Sunday, January 24, 2016


ROUND-UP FOR 1-24-2016

Not the regular Round-up today.  I’ve gone to every second Sunday, so the next one will be January 31st.  Today’s entry is an open letter to the Academy of Motion Picture Arts & Sciences, and I’m running it here because this is the only soapbox that I’ve got.

January 24th, 2016

Dear Academy of Motion Picture Arts & Sciences,

In a rush to rectify what many see as an injustice in awards nominations, the Academy of Motion Picture Arts and Sciences appears to be on the verge of perpetrating a much greater injustice upon its own members.  Along with the perfectly reasonable goals of greater inclusion, it has been suggested that Academy Members who have not been active in the film business in a decade should lose their voting rights.

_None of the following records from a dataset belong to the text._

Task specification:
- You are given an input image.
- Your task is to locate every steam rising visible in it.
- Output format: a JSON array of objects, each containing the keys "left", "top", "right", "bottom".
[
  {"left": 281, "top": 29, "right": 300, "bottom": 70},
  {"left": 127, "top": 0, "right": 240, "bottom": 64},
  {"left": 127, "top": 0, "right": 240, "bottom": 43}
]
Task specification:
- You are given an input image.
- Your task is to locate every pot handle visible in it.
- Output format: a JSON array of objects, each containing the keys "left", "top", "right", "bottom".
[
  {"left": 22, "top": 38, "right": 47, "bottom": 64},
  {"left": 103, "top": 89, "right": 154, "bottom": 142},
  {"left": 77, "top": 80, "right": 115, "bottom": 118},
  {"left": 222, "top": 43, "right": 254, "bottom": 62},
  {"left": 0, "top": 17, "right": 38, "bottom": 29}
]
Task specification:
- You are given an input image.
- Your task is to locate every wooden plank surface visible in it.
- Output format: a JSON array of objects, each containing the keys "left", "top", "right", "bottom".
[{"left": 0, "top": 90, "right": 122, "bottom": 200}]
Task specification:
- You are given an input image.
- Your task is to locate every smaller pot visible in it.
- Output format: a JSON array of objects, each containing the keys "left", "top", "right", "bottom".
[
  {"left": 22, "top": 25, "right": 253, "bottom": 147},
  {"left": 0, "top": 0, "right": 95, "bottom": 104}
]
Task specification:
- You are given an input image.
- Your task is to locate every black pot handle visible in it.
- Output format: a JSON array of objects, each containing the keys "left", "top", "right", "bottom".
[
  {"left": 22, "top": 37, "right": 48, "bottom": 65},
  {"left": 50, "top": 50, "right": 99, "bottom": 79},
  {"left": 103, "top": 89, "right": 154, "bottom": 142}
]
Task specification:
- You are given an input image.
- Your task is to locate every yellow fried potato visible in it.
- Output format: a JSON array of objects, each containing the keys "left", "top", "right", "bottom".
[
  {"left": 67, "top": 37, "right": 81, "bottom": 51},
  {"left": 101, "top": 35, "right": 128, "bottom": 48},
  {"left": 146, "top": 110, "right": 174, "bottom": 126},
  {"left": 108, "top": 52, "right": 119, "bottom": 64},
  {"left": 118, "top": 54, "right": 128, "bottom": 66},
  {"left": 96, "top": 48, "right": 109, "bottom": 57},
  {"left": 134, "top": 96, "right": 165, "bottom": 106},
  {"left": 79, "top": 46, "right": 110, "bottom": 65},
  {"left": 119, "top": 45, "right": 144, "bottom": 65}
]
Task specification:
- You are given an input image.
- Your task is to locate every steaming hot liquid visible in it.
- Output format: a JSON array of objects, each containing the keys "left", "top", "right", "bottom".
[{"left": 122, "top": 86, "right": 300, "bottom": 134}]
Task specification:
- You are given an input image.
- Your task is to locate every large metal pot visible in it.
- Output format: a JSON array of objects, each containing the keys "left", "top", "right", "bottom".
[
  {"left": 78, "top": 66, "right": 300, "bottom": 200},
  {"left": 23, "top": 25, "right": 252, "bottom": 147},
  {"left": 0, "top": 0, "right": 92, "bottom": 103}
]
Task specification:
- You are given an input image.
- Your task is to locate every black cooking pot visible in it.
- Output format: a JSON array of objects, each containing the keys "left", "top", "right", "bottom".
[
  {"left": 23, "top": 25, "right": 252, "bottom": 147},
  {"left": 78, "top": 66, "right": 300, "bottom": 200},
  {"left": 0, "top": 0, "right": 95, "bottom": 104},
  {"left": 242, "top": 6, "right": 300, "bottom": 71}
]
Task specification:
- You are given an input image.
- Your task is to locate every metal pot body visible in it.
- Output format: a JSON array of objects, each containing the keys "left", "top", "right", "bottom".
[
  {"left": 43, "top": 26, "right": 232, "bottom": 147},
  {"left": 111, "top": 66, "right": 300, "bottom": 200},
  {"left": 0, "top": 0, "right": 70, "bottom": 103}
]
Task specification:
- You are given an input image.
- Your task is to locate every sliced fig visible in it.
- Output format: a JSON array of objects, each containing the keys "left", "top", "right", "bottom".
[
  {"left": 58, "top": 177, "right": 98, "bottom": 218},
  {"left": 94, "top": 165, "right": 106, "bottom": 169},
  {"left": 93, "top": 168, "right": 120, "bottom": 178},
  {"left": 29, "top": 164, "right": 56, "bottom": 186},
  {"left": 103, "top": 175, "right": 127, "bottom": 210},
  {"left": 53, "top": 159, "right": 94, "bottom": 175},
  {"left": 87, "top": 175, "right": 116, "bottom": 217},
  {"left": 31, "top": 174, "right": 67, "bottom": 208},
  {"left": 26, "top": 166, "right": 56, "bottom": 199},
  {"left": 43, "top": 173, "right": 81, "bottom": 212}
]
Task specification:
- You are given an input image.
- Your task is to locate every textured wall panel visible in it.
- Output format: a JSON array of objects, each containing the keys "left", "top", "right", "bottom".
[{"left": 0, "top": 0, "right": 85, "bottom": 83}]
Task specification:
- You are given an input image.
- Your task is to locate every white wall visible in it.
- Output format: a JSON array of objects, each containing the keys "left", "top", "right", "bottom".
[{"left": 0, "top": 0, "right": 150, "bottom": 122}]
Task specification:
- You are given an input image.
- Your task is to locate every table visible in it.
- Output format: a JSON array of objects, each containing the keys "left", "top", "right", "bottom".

To disenfranchise the very people who built this industry and art because of their age would be horrendously cruel and unfair.  The Academy is an honor society for the most accomplished and respected members of the film business.  Their work has been judged to withstand the test of time, which means almost by definition that its age-range will skew older.  It is not a union, which would have a legitimate concern whether those voting on contracts are in fact currently employed. 

I am not an Academy member, but I have known many over the years, quite a few of them in their eighties, and I have always marveled at their dedication.  Many of them plan much of their lives around viewing the hundreds of movies that are required to be seen if they are to cast their votes in good conscience.  I can think of no more conscientious and fair-minded a group.  I cannot count the number of times a member has told me that, while they disapprove of everything a given filmmaker stands for, they are still voting for them because of the quality of their work. 

And on a practical note, remember too that these retired or semi-retired Academy members are the ones who have the time to watch all of the films.

If you agree with me, please share this message as widely as possible.  As I am not an Academy member, I don’t have access to their membership lists.  If you are an Academy member, of if you know any, please be sure to share it with them.  And please feel free to add your name.

Much obliged,

Henry C. Parke

Please comment on Facebook, and on Twitter using #OscarSoAgeist

Wednesday, January 20, 2016



4-Oscar-winner BUTCH CASSIDY & THE SUNDANCE KID (1969) will be showing in 650 theatres across the nation, on Wednesday, January 20th.  This event comes to you from the fine folks at Fathom Events, TCM, and 20th Century Fox, and is the kick-off for a year of national screenings of classic movies.  If you’re a Round-up Facebook follower, you’ll know that I gave away two sets of tickets to a pair of readers who successfully answered the following:

Two classic Westerns, BUTCH CASSIDY AND THE SUNDANCE KID and THE WILD BUNCH, were released in 1969, and both told the story of the same group of men.  One actor was in both films.  Who?  Did you know the answer was Strother Martin? 

Strother Martin in BUTCH CASSIDY

BUTCH won Best Original Screenplay, William Goldman; Best Cinematography, Conrad Hall; Best Score, Burt Bacharach; Best Song, Burt Bacharach and Hal David, for ‘Raindrops Keep Falling On My Head.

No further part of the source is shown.